Continuer ... Sans ... Lui. Lui. Lui. Lui.
Il résonne dans ma tête. Il prend toute la place, tellement que je n'ai plus la mienne dans ma propre vie. On m'a volé ma vie. Et le voleur cours toujours au gré du vent, il part voler chez d'autres gens, tout l'amour et tout le bonheur qui emplit cette planète. Il part en grand conquérant, pour laissez dans son sillage que des perdants et des blessés de guerre. Je suis une estropiée du coeur, une grande brûlée de l'âme au service de l'hôpital. Je deviens petit à petit une malade mentale. Et je serais frappée par une maladie neurodégénérative du tissu cérébrale comme Alzheimer parce que mon cerveau aura décidé qu'il a trop mal pour devoir se rappeler de ces souvenirs douloureux. L'où chaque caresse et chaque baiser, se métamorphose et se transforme en une lame sanglante de boucher terriblement bien aiguisée pour frapper là où ça fait mal. Une autre tête sombre humblement devant lui. Tout ça est dans ma tête, mes pensées s'enroulent entre elles pour partir dans tous les sens. Elles tournent et tournent encore, me donnent le tournis et me donnent envie de vomir mon après-midi. Cette puanteur fétide qui se dégage de mon coeur qui commence à pourrir malgré lui. Tout ça est dans ma tête, et mes pensées s'emmêlent à nouveau. Elles vont aussi vite qu'un cyclone, une tempête terrible qui souffle et qui ravage tout sur son passage. Dans ma tête c'est la tornade, la boite qui rencontre l'allumette à côté des bombonnes de gaz. C'est l'explosion nucléaire dans mon être. Mon coeur est une bombe sur le point d'exploser. Ca va me saignez les vaines et les déchiquetés avec des bouts de verres infimes qui feront si mal... Si mal ...

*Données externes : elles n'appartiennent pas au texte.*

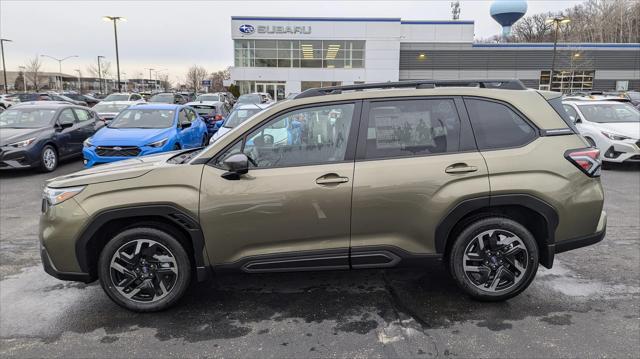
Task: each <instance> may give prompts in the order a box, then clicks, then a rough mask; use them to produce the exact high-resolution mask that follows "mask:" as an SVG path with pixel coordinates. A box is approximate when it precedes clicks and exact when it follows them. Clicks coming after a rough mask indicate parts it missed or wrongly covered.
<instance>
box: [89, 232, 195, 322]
mask: <svg viewBox="0 0 640 359" xmlns="http://www.w3.org/2000/svg"><path fill="white" fill-rule="evenodd" d="M138 242H142V244H141V245H140V248H141V249H140V250H138V247H136V246H137V245H138V244H137V243H138ZM150 242H152V243H155V244H152V243H150ZM123 248H124V249H123ZM127 248H135V249H132V251H133V252H129V253H130V254H133V255H134V256H133V257H130V258H127V257H125V255H127V253H126V250H127ZM116 251H118V255H117V258H116ZM135 251H139V253H140V254H139V255H135V253H134V252H135ZM158 252H161V253H162V257H163V258H171V260H172V263H170V265H171V266H169V265H168V266H167V267H166V268H161V267H163V264H167V263H166V262H163V261H160V260H156V259H157V258H156V257H154V256H153V255H150V254H151V253H158ZM120 258H123V259H125V260H126V262H122V261H120ZM147 260H148V262H146V263H143V262H144V261H147ZM165 260H166V259H165ZM112 261H113V262H114V263H116V264H119V265H120V266H121V267H124V268H125V269H126V271H127V273H128V274H129V275H127V274H123V273H124V272H123V271H121V270H116V269H114V268H115V267H113V266H112ZM116 261H118V262H116ZM129 263H130V264H131V265H128V264H129ZM153 263H156V264H157V265H156V264H153ZM145 267H146V269H145ZM152 267H153V268H155V269H153V268H152ZM136 268H137V270H136ZM171 268H175V269H176V273H173V271H172V270H170V269H171ZM191 271H192V268H191V261H190V260H189V255H188V254H187V252H186V251H185V249H184V247H183V246H182V244H180V242H179V241H178V240H177V239H176V238H174V237H173V236H172V235H170V234H168V233H167V232H164V231H162V230H159V229H155V228H149V227H137V228H129V229H127V230H124V231H123V232H121V233H119V234H118V235H116V236H115V237H114V238H113V239H111V240H110V241H109V242H108V243H107V245H106V246H105V247H104V249H103V250H102V252H101V253H100V259H99V261H98V276H99V278H100V285H101V286H102V289H104V291H105V292H106V293H107V295H108V296H109V298H111V300H113V301H114V302H115V303H116V304H118V305H120V306H121V307H124V308H126V309H129V310H132V311H135V312H156V311H161V310H165V309H167V308H169V307H171V306H172V305H174V304H175V303H176V302H177V301H178V300H179V299H180V298H181V297H182V296H183V295H184V293H185V291H186V290H187V288H188V287H189V284H190V282H191ZM118 278H121V279H122V281H121V282H120V283H123V282H127V281H128V283H130V284H129V285H127V286H118V285H117V284H116V283H115V281H116V280H117V279H118ZM130 278H131V279H130ZM133 278H135V279H133ZM129 279H130V280H129ZM126 290H129V292H128V293H129V294H131V295H132V297H131V298H127V296H126V295H125V294H126V293H125V291H126ZM136 290H137V291H136ZM134 291H135V292H134ZM158 292H160V293H161V295H160V296H158V299H156V296H157V295H158ZM133 293H137V294H135V295H133ZM150 293H153V297H152V298H151V299H149V296H151V294H150Z"/></svg>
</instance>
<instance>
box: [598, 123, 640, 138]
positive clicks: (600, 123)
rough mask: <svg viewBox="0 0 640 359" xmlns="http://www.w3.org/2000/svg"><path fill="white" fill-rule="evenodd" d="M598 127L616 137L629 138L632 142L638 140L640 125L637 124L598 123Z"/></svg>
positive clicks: (635, 123)
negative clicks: (614, 133) (621, 135)
mask: <svg viewBox="0 0 640 359" xmlns="http://www.w3.org/2000/svg"><path fill="white" fill-rule="evenodd" d="M598 126H599V127H600V128H601V129H602V130H603V131H607V132H613V133H615V134H618V135H623V136H627V137H631V138H633V139H634V140H637V139H640V123H638V122H618V123H612V122H606V123H599V124H598Z"/></svg>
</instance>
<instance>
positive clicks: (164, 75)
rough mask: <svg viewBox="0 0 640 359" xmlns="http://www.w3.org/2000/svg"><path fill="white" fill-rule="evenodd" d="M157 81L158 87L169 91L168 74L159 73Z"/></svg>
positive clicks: (169, 81) (169, 83)
mask: <svg viewBox="0 0 640 359" xmlns="http://www.w3.org/2000/svg"><path fill="white" fill-rule="evenodd" d="M158 81H160V87H162V89H163V90H164V91H169V90H170V89H171V86H172V84H171V80H169V74H159V75H158Z"/></svg>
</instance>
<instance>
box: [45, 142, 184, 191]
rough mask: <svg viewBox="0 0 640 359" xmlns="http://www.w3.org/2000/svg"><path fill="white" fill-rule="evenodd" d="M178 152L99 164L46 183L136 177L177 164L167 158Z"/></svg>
mask: <svg viewBox="0 0 640 359" xmlns="http://www.w3.org/2000/svg"><path fill="white" fill-rule="evenodd" d="M177 153H179V151H172V152H164V153H161V154H157V155H150V156H142V157H136V158H133V159H130V160H124V161H117V162H112V163H107V164H103V165H97V166H95V167H92V168H89V169H86V170H82V171H78V172H74V173H71V174H68V175H64V176H60V177H56V178H52V179H50V180H47V181H46V183H45V184H46V185H47V186H49V187H53V188H59V187H73V186H82V185H88V184H93V183H102V182H111V181H119V180H124V179H130V178H136V177H140V176H143V175H144V174H146V173H148V172H150V171H151V170H153V169H155V168H158V167H162V166H175V164H168V163H167V160H168V159H169V158H171V157H173V156H175V155H176V154H177Z"/></svg>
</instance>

Pourtant il me faut relever le buste, levez le poing en l'air et continuer d'attendre que le temps passe. Peut-être continuer d'attendre jusqu'au bout pour que tu me reviennes mais j'en paye le prix. Je t'ai tellement attendu. Mais hier c'était la fin du monde, sans rage, sans larmes et sans cri. Je t'ai laissé partir, je t'ai laissé décidé sans jamais m'interposer, comme toujours. C'était toi le meneur, tu l'es encore. Constamment, chaque jour depuis la fin du monde.
Même devant les rayons de l'hypermarché du coin, je ne me dis pas de quoi j'ai besoin. Je me demande juste qu'est-ce que toi tu aurais pris ? Plutôt ceci comparé à cela, je sais que tu aimes ça, là, plutôt que le bidule du fond avec l'étiquette rouge et verte. Je connais tout de toi et maintenant que tu es parti je vis comme une ombre, l'ombre d'un fantôme qui a pris son envol.
Mais je t'attendrais jusqu'au bout.
Jusqu'à ce que la mort vienne me délivrer.